Leitsatz

1. Die Übertragung eines vermieteten Grundstücks führt zu einer nicht umsatzsteuerbaren Geschäftsveräußerung im Ganzen, wenn der Erwerber durch den mit dem Grundstückserwerb verbundenen Eintritt in bestehende Mietverträge vom Veräußerer ein Vermietungsunternehmen übernimmt.

2. Das ist auch dann der Fall, wenn der Veräußerer ein Bauträger ist, der ein Gebäude erworben, saniert, weitgehend vermietet und sodann veräußert hat, falls im Zeitpunkt der Veräußerung infolge einer nachhaltigen Vermietungstätigkeit beim Veräußerer ein Vermietungsunternehmen vorliegt, das vom Erwerber fortgeführt wird.

 

Normenkette

§ 1 Abs. 1a UStG, Art. 5 Abs. 8 6. EG-RL, Art. 19 EG-RL 112/2006

 

Sachverhalt

Die Klägerin, eine GmbH, erwarb im Januar 2006 einen Bürogebäudekomplex. Veräußerin war eine sog. Objektgesellschaft; ihr Zweck war der Erwerb, die Sanierung, die langfristige Vermietung und der Verkauf des Objekts – ihr einziger in ihrer Bilanz als Vorratsvermögen ausgewiesener Vermögensgegenstand.

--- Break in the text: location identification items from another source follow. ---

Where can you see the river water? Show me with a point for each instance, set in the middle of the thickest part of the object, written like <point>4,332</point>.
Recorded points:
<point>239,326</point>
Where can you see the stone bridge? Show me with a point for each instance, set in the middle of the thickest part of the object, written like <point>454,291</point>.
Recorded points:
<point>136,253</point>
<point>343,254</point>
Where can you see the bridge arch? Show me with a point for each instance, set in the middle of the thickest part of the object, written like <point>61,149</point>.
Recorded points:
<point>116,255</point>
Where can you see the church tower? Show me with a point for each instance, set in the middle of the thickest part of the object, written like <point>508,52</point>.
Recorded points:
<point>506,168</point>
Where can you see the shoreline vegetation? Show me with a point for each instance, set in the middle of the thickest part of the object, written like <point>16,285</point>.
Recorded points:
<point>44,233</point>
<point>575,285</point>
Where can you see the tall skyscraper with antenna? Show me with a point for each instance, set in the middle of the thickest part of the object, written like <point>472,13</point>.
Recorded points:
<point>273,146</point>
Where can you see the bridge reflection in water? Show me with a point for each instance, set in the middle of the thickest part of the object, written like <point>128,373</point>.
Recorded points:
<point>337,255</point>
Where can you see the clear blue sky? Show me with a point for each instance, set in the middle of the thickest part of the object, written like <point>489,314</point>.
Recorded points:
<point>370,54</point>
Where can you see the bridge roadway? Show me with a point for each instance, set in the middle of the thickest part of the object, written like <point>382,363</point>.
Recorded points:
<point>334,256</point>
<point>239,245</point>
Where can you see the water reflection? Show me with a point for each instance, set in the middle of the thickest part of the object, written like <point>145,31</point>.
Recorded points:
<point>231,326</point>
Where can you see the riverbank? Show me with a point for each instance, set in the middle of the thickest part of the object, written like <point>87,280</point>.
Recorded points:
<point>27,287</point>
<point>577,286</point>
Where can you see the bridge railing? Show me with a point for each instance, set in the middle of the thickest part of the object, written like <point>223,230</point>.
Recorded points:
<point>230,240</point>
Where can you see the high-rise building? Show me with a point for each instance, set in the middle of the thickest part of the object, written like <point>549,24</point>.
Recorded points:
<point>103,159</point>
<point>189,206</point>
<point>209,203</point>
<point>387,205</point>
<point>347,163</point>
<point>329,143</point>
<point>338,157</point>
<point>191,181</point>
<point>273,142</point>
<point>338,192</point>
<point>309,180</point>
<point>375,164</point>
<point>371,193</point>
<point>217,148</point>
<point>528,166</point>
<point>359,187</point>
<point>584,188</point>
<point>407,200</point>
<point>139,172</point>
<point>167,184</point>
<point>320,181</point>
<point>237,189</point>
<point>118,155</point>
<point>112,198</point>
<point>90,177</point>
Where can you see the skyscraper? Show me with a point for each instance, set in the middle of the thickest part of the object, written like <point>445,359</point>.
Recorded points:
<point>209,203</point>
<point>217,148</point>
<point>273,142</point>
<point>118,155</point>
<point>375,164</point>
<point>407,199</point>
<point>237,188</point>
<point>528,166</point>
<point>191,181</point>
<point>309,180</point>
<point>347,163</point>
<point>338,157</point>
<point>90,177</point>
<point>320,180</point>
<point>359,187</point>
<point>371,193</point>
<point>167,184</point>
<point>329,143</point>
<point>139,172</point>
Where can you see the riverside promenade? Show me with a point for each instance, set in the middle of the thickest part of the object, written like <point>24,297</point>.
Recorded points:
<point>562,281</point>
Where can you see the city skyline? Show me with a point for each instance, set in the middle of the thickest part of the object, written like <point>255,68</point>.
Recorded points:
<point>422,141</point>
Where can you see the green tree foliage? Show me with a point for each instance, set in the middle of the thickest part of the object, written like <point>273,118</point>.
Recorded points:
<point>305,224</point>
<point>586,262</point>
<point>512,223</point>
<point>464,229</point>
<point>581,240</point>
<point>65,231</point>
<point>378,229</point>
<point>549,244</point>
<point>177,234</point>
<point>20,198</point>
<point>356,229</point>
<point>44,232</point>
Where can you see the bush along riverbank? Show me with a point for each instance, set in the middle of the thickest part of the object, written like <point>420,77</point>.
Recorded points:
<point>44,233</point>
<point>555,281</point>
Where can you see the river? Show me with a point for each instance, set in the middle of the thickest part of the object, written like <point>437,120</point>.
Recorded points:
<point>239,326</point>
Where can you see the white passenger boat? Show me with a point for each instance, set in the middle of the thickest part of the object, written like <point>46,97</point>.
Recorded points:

Die Veräußerin hatte das von ihr 2001 erworbene Objekt in den Jahren 2001 und 2002 erweitert und saniert. Die Baumaßnahmen waren mit Ausnahme der Innenausbauten im Februar 2002 fertiggestellt. Die Vermietung erfolgte ab Februar 2003. Ende 2003 waren 52 % der Gesamtnutzfläche vermietet. Im Zeitpunkt der ersten Kontaktaufnahme mit der Klägerin im Oktober 2005 hatte die Veräußerin bereits 80 % der Gesamtflächen vermietet; beim Verkauf des Objekts im Januar 2006 waren es 90 %. Die bestehenden Mietverhältnisse wurden von der Klägerin fortgeführt.

Die Klägerin behandelte den Grundstücksumsatz nach § 1 Abs. 1a UStG als nicht steuerbare Geschäftsveräußerung im Ganzen. Dies lehnte das FA ab.

Die Klage hatte Erfolg. Das FG hielt die Voraussetzungen von § 1 Abs. 1a UStG für erfüllt. Es sei ein Vermietungsunternehmen von der Veräußerin auf die Klägerin übergegangen, die dieses, wie von ihr beabsichtigt, fortgeführt habe (FG des Saarlandes, Urteil vom 5.3.2014, 1 K 1265/11, Haufe-Index 6786273, EFG 2014, 1240).

 

Entscheidung

Der BFH bestätigte das FG-Urteil.

Die Übertragung eines vermieteten Grundstücks führe dann zur Geschäftsveräußerung im Ganzen i.S.v. § 1 Abs. 1a UStG, wenn durch den mit dem Grundstückserwerb verbundenen Eintritt in den Mietvertrag ein Vermietungsunternehmen übernommen wird.

Es liege aber keine Geschäftsveräußerung im Ganzen in diesem Sinne vor, wenn – was Bauträger betrifft – die unternehmerische Tätigkeit des Veräußerers im Wesentlichen darin besteht, ein Gebäude zu errichten und Mieter/Pächter für die einzelnen Einheiten zu finden, um es im Anschluss an die Fertigstellung aufgrund bereits erfolgter Vermietung ertragssteigernd veräußern zu können.

Die vom FG unter Berücksichtigung der konkreten Umstände des Streitfalls im Einzelnen begründete Würdigung, die Veräußerin habe im Veräußerungszeitpunkt ein Vermietungsunternehmen betrieben, sei revisionsrechtlich nicht zu beanstanden.

 

Hinweis

Umsätze im Rahmen einer Geschäftsveräußerung an einen anderen Unternehmer für dessen Unternehmen unterliegen nach § 1 Abs. 1a Satz 1 UStG nicht der Umsatzsteuer. Dies setzt voraus, dass ein Unternehmen oder ein in der Gliederung eines Unternehmens gesondert geführter Betrieb im Ganzen entgeltlich oder unentgeltlich übereignet oder in eine Gesellschaft eingebracht wird (§ 1 Abs. 1a Satz 2 UStG).